Animal Behavior/Intraspecific Brood Parasitism

Brood ParasitismEdit

Interspecific Brood ParasitismEdit

Intraspecific Brood ParasitismEdit

Brood Parasitism conventionally involves the laying of one’s own eggs into the nest of another species, most commonly seen in species such as the cuckoo and brown headed cowbird. Most often fatal to the offspring of the host and detrimental to the host parents that must satisfy the begging behavior of chicks far greater in size than often themselves. Intraspecific brood parasitism however is a common occurrence in ducks and allies, though not unheard of in other families of birds.

Several hypotheses have been put forth as to why IBP occurs, including limitation of suitable nesting sites, or intrinsic individual limitations such as lack of experience rearing offspring or poor physical condition.[1] Still more hypothesize that the parasites maintain their own clutch but lay eggs in host nests because they have lost eggs of their own, to spread the risk of predation, or that her physical health is well enough that she can increase her fitness by laying more eggs,.[2][3] And still more hypothesize that if IBP is linked to kin selection; since colony formation and female philopatry is common in ducks then the host female could gain indirect fitness through the rearing of kin offspring. It is argued, however, that the loss in direct fitness of the host is not compensated enough by the increase in indirect fitness of the host.

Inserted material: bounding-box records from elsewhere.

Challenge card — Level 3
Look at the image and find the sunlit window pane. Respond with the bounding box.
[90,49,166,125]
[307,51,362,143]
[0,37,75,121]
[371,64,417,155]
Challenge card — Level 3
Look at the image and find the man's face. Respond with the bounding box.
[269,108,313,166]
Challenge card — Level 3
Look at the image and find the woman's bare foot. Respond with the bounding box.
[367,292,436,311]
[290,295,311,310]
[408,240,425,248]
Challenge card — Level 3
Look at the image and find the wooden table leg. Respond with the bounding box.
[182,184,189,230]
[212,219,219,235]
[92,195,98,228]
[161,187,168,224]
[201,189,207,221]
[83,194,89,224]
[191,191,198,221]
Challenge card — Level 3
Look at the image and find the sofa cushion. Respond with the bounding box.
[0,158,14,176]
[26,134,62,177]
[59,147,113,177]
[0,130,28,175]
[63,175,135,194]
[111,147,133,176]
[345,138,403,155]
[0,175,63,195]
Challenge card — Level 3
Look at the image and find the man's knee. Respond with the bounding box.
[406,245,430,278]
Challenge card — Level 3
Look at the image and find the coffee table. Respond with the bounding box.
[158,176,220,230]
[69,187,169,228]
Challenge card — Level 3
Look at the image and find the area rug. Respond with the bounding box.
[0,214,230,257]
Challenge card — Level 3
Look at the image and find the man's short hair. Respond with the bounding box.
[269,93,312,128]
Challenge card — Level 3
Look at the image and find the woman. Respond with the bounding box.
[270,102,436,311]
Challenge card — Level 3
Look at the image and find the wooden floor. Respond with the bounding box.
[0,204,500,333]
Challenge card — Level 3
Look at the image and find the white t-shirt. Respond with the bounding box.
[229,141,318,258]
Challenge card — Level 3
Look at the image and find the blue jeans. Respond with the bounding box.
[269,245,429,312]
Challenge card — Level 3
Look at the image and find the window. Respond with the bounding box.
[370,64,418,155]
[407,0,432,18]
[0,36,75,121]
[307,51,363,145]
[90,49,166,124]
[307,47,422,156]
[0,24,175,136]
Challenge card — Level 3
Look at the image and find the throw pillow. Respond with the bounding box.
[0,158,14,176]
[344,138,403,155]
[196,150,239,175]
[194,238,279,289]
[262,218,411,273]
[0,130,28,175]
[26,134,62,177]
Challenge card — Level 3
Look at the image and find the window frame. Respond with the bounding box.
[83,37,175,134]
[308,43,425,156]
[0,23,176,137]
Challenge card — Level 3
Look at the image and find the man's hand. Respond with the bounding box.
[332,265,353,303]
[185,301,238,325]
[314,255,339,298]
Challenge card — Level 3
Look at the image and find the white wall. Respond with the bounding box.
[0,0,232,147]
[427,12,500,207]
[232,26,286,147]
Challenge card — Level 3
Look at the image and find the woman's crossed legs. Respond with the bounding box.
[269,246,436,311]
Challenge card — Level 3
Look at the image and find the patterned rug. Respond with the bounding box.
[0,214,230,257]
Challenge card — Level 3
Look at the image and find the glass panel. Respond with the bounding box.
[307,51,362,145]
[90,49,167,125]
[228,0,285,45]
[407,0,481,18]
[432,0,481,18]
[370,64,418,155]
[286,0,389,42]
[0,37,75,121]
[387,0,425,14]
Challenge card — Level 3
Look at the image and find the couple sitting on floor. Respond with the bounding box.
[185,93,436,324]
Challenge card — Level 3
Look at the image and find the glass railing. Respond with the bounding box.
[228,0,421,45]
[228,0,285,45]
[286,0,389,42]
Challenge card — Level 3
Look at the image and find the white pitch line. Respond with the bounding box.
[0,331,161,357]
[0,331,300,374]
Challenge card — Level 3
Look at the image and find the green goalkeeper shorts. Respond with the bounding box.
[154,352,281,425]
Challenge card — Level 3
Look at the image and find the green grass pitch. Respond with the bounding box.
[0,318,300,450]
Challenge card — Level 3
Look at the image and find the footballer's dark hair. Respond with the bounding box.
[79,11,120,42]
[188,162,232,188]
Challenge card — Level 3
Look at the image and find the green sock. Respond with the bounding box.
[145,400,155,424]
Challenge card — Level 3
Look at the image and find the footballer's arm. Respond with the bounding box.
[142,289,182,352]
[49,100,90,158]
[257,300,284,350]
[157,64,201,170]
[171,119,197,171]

A recent study by Tiedemann aimed to investigate if age linked with relatedness would prove a reasonable hypothesis for IBP in the Common Eider Somateria mollissima. It is already well known that clutch size in ducks decreases with higher age.[4] This study looked at several microsatellites within two separate eider colonies. What they found was that genetic relatedness between the parasite and host were indeed greater than when compared to the relatedness of the entire microsatellite area. Important to note though is that there is no direct correlation between nest vicinity and genetic relatedness. Two important conclusions were drawn, “The average age of parasitized females is higher than the age of nonparasitized females, (and) the percentage of nests with alien (parasite) eggs increases with the age of nesting females”.[5] From this study Tiedemann predicts that elderly eiders that cannot produce as many eggs as they may be able to incubate gain a significant indirect fitness through IBP by close genetically related individuals. This idea of increased fitness in both parties was postulated early but this is the first study of its kind to demonstrate experimental evidence that IBP in ducks at least could be age-dependent and that cooperation between generations of females may increase the total fitness in both individuals.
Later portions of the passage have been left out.